Disappointments are Normal
“Down days and disappointments are completely normal, and not something you should feel guilty about having. Happiness is never constant. Surrendering to your sadness, or whatever negative emotion is trying to come to the surface, does not make you a bad person. But remember, if you aren’t sincerely thankful for every smile; don’t be totally shocked by every tear. Keep things in perspective.
Once you embrace unpleasant news, not as a negative but as evidence of a need for positive change, you’re learning from it and growing. Whatever life throws at you, even if it hurts, be strong and fight through it. Remember, strong walls shake but never collapse. Life always offers you another chance… it’s called tomorrow.”
Learn to Start Anew
Holding on to what’s no longer there holds too many of us back. Some of us spend the majority of our lives recounting the past and letting it steer the course of the present. “Don’t waste your time trying to live in another time and place. Let the past GO! You must accept the end of something in order to begin to build something new. So close some old doors today. Not because of pride, inability or egotism, but simply because you’ve entered each one of them in the past and realize that they lead to nowhere.” When we continue to repeat a story in our head, as all of us do, we eventually believe that story and embrace it – whether it empowers us or not. So the question is: Does your story empower you? Don’t place your past mishaps on your mind, their weight may crush your current potential. Instead, place them under your feet and use them as a platform to view the horizon. Remember, all things are difficult before they are easy. What matters the most is what you start doing now.“
There’s an upside to taking risks and rethinking about uncertainty. If no one would take risks we wouldn’t have the printing press (the precursor to the internet), penicillin, semiconductor, optical lenses, refrigeration, gunpowder, the airplane, the automobile, the pill, the telephone, anesthesia, the assembly line and the combine harvester. No one would marry and certainly no one would dare to have children. Essentially, if no one took a risk to fail at attempting to do things differently, the world would still be in the dark ages. The risk takers who went out on their own challenged the status quo and sought to innovate were not crazy, insensible people.

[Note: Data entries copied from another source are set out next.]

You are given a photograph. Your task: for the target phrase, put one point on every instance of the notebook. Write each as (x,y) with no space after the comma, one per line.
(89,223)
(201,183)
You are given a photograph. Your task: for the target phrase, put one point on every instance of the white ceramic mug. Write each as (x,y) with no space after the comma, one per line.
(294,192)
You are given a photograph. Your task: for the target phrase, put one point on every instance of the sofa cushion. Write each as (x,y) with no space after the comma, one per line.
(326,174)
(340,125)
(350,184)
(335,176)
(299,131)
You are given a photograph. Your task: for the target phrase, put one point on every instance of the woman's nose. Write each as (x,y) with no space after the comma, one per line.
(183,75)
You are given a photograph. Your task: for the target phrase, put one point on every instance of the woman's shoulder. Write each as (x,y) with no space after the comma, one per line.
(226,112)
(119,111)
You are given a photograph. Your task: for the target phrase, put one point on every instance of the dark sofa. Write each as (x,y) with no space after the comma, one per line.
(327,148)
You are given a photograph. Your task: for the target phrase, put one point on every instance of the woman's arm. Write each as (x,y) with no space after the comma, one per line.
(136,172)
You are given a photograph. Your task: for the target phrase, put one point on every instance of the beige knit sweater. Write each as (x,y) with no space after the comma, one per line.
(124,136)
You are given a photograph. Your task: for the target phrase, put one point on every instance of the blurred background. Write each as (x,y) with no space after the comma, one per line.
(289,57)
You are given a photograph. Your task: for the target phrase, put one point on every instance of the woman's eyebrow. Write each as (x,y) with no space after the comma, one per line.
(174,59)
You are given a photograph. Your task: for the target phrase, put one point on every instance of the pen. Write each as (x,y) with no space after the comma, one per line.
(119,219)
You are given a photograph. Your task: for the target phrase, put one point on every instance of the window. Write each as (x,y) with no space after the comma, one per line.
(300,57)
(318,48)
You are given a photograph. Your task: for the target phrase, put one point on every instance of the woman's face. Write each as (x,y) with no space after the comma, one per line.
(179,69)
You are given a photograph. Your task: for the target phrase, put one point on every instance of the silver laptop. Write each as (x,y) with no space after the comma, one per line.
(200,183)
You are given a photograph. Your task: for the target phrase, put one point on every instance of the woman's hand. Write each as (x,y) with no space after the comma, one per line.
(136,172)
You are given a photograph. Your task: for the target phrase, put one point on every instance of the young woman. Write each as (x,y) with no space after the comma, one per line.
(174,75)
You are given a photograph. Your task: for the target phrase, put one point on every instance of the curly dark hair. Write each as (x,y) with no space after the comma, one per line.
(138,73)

Their success came from taking risks and being persistent with their ideas with courage to accept a failure and to learn from it. This kind of sensible risk taking will allow you to manage a great success, a mild success and a total blow out failure. Smart risk taking requires taking a leap based on having a realistic gauge of market demand and being aware that with every risk there’s the possibility for failure.
Those who take smart risks recognize that taking risk is an essential as part of the journey towards creating something new and valuable in life. If companies and individuals seek complacency and play it safe all the time, they’ll miss opportunities to experience growth and to make a contribution to the world. Either extreme, being reckless or playing it safe all the time are both flawed strategies for life. It’s somewhere in the middle that we find challenge, growth, newness, possibility for correction and an improved world.